UK. Retiring at 71? Experts react to proposed change to pension age
The UK will need to increase its state pension age to 71 by 2050 to maintain the number of workers per retiree, the International Longevity Centre has warned.
Currently, the state pension age stands at 66, but will increase to 67 between May 2026 and March 2028. It is expected that from 2044 it will rise again to 68, but the report warned that “longer term, the pressure will be on to increase it to 68 or 69 before that”.
A LinkedIn poll by People Management found 90 per cent of respondents were concerned by the suggestions.
Emily Andrews, deputy director for work at the Centre for Ageing Better, told People Management: “No one should be seriously considering increasing the state pension age to 71 until it is much easier for people in their 60s to get and keep a decent job.”
A rising number of people are being pushed out of the workforce in their 50s and 60s because of ill health, caring responsibility or redundancy. When people over the age of 50 fall out of work, she said, “it is a real struggle to get back in”.
“The majority of people are not working in their mid-60s, even though the state pension age is now 66,” Andrews continued. “So for people who don’t have good private pensions savings to fall back on, raising the state pension age just means extending their years of financial struggle.”
Research conducted by the Centre for Ageing Better alongside the IFS showed that raising the pension age from 65 to 66 led to a doubling of the poverty rate among 65 year olds.
She said: “In the coming decades, more people are likely to be in financial precariousness as they approach retirement – and yet those in the worst financial position will be those who also face additional barriers to accessing employment, such as a long-term health condition or a caring responsibility.
“Before we consider any further raises in the state pension age, we need a labour market that is fit for purpose for older workers.”
Andrews called for more high-quality, accessible, flexible work throughout the economy, including well-paid part-time jobs, greater career progression opportunities for the over 50s and more access to adjustments in the workplace.
“We need more employers that recognise the value of older workers,” she said.
Research by PensionBee also found that half (48 per cent) of UK savers believe they will not be able to retire before the state pension age if it is raised to 68.
Becky O’Connor, director of public affairs at PensionBee, said the “dramatic” increase in state pension age from 66 to 71 is an “alarming prospect” and risked making workers “distrustful”, causing “worry and anxiety about their future”.
“While the sustainability of the state pension needs to be properly examined, increasing the age people get it may not turn out to be the cost saving a government would hope for,” she said.

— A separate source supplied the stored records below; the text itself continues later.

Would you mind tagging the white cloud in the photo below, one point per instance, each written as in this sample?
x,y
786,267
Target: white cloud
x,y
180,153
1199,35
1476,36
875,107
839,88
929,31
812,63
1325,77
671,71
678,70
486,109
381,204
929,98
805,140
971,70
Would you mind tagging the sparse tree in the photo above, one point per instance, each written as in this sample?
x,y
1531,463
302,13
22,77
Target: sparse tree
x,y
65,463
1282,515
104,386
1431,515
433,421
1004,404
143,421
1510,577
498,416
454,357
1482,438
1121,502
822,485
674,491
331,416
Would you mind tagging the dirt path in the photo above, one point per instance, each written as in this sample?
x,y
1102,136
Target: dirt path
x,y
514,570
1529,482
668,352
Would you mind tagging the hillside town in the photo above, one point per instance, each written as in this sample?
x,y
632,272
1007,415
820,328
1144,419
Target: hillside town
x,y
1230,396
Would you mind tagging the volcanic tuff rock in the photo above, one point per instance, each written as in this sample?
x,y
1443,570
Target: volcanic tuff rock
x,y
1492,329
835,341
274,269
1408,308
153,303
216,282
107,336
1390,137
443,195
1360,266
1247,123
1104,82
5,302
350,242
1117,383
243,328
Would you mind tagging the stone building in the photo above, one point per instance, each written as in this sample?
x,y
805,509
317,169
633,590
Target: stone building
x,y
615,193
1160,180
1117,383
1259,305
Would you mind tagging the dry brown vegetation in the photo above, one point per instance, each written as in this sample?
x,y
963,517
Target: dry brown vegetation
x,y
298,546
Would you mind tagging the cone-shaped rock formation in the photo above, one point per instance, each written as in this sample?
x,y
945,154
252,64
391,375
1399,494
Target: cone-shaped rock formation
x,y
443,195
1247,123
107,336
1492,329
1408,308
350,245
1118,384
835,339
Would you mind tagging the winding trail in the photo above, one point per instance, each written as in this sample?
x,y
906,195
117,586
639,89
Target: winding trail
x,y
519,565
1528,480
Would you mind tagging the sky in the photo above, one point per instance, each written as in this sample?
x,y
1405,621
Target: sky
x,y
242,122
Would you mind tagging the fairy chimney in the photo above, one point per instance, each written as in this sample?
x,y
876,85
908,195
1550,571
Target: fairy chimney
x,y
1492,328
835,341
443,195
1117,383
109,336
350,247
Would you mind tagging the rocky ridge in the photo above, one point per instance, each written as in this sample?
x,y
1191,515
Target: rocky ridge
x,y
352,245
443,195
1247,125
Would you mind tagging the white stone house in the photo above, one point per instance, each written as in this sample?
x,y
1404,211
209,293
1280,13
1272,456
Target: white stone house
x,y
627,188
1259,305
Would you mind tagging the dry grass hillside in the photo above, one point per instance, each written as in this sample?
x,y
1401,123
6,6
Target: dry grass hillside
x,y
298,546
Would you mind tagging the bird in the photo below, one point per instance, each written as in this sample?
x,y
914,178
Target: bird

Catherine Foot, director of Phoenix Group’s longevity think tank Phoenix Insights, explained to People Management that many workers who fall out of work years before reaching state pension age – because of factors such as ill health or disability – are “often disproportionately lower earners”.
Research by the firm found that over 50s who leave work as a result of ill health have just 5 per cent of the wealth compared to those who retire by choice.
“Increasing the state pension age will mitigate some of the funding challenges, but delaying access to state pension payments alongside the under-saving crisis creates a perfect storm for worsening pre-retirement poverty,” Foot continued.
“We need to take a step back and look at the role the state pension plays alongside other policies such as auto-enrolment and working-age benefits to develop a system that genuinely addresses the realities of inequalities in work, health and savings.”
This, she said, requires a “radical change [in] the way that we think about working in later life, enabling and supporting people to continue in work until their late 60s if they want to or need to”.
Separate research by Resource Solutions found that Gen Z employees were the most concerned about their retirement of any generation in the workforce, according to a national survey of 2,000 working adults.
Despite being furthest away from retirement age, 72 per cent of Gen Z workers said they were worried they may not be able to stop working at the state pension age because of financial hardship – followed by millennials at 70 per cent.
Kristen Buckheit, managing director for EMEA at Resource Solutions, said: “2024 is set to be an important one for pensions, with state pensions increasing by 8.5 per cent from April among other changes – but it’s unclear whether this alone will be enough to alleviate feelings of anxiety around retirement currently being felt across all spectres of society.”
She added that “the great unretirement”, which last year saw older generations returning to the workforce amid the cost of living-crisis, “is unlikely to draw to a close this year”.